Model-based micro-data reinforcement learning

What are the crucial model properties and which model to choose?

Published in

Towards Data Science

7 min readDec 9, 2020

Joint work with Gabriel Hurtado and Albert Thomas. This research is part of a broader theme to build AI autopilots for engineering systems.
The corresponding research paper.
Open source code to reproduce all our results.
Video teaser.

Context

One of our main research objectives at the Noah’s Ark Lab in Huawei France is to build AI autopilots for engineering systems.

We can improve various metrics: making the systems better, cheaper, more reliable, safer, or more energy efficient. Typical systems we are working on include the cooling system of data centers, the system that manages the connections in the wireless antenna, or your local Wi-Fi network. The applications of the technology we are developing are countless: given that engineering systems are the backbone of most industry and transportation, making AI useful in this domain is arguably a multi-trillion dollar endeavor.

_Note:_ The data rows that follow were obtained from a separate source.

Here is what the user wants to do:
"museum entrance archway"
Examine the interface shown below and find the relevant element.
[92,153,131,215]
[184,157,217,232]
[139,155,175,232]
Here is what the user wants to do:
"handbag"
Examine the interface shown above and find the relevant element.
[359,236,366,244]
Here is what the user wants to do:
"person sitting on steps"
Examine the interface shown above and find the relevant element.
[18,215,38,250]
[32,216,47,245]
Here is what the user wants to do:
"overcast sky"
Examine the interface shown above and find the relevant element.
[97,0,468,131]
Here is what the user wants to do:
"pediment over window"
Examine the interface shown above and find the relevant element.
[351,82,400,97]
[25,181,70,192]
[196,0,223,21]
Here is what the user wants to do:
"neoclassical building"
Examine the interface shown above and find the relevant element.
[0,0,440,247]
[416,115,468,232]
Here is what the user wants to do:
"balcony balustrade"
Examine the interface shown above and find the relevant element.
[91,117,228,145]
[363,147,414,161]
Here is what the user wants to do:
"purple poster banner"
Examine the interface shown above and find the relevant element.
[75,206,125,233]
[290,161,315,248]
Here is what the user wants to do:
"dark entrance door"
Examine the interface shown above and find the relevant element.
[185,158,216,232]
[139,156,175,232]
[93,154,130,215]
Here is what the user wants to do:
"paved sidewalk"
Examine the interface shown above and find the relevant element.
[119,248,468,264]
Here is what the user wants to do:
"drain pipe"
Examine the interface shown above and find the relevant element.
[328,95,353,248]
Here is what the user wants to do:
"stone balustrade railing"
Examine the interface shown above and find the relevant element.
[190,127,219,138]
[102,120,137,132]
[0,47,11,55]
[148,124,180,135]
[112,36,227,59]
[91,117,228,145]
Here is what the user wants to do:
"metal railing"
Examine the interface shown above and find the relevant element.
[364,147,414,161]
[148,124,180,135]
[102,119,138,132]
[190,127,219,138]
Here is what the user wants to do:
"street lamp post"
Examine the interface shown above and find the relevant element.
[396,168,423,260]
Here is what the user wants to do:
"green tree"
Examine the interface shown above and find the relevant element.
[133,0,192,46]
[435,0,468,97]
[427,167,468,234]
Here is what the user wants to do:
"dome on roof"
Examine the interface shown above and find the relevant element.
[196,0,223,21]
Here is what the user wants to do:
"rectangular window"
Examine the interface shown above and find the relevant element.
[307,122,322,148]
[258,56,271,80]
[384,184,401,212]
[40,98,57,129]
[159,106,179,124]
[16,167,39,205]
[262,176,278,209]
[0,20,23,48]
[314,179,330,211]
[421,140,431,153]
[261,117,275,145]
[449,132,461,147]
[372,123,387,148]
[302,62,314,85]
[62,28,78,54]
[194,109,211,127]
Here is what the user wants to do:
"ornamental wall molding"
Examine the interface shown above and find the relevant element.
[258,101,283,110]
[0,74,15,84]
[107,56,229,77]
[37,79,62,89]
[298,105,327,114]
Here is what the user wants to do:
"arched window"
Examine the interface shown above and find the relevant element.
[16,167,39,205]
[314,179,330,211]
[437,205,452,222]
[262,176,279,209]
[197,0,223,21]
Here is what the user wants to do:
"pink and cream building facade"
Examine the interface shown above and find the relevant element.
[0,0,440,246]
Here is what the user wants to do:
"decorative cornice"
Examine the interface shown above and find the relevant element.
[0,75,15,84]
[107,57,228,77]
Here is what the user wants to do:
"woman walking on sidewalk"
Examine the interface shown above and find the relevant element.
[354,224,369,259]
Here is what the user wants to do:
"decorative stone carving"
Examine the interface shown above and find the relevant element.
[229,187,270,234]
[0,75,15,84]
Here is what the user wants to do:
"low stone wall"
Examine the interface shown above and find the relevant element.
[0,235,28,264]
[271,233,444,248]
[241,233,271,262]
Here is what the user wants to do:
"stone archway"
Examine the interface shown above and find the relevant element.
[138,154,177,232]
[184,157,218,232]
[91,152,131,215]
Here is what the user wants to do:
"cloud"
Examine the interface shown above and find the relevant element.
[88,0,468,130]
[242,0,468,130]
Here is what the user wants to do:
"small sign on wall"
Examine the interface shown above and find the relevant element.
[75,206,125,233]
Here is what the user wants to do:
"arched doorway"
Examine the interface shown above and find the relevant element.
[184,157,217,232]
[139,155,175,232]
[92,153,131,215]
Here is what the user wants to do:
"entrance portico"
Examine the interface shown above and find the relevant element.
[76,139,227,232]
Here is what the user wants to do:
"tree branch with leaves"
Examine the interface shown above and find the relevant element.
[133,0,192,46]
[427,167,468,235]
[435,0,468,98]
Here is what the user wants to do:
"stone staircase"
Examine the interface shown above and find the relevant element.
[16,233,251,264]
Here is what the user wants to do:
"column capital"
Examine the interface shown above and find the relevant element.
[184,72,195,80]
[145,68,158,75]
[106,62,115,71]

What makes engineering systems special: they are physical, not getting faster with time, unlike computers, and they are tightly controlled by system engineers. This means that we need to learn a good control policy based on small offline data and iterate with systems engineers slowly: a typical iteration of policy validation and data taking may take several weeks even months. Model-based RL (MBRL) is considered the best approach for this micro-data regime, and it fits well the human work process we can hope to implement within the constraints of a real engineering system. In addition, systems engineers can validate the learned simulator on its own, increasing their trust in the process.

A typical controlled engineering system. System = airplane, engineer = pilot. (All images by author.)

Where to start?

Scanning the literature, we found excellent model-based techniques and this immensely useful horizontal study on the best known models compared on many systems. The MBRL research field seems to operate in an engineering paradigm where the main objective is to design end-to-end systems that beat the state of the art on some benchmark systems. Our goal is to learn generalizable principles and state and rigorously test hypotheses, while also attempting to obtain good performance on benchmark systems. More pragmatically, we would like to develop

a toolkit (a model and agent zoo) and
well-established guidelines

so that the data scientist (and eventually the systems engineer) can make informed decisions given his or her system to automate. For this, we started with a systematic study on models and proper ways to compare and tune them. We defined a set of criteria to compare models, not only on their performance but also on their practical usability. We designed rigorous and fair experiments, tested and (in)validated hypotheses, and found some curious experimental facts that we cannot yet explain.

We made a choice to do a vertical study: instead of running the methods on several environments, we chose one, the relatively simple yet challenging Acrobot system. Unlike the name suggests, Acrobot mimics a gymnast on the horizontal bar rather than an acrobat. It is an underactuated double pendulum (the only action is a discrete torque at the second joint: the gymnast can kick his legs forward, backward, or no action). It is noiseless but chaotic at the top equilibrium. We use Acrobot with continuous (dense) reward (height of the tip) since it is closer to what we have in engineering systems than Acrobot with the (sparse) 0/1 reward (height > 3 on our scale, the horizontal line in the video below).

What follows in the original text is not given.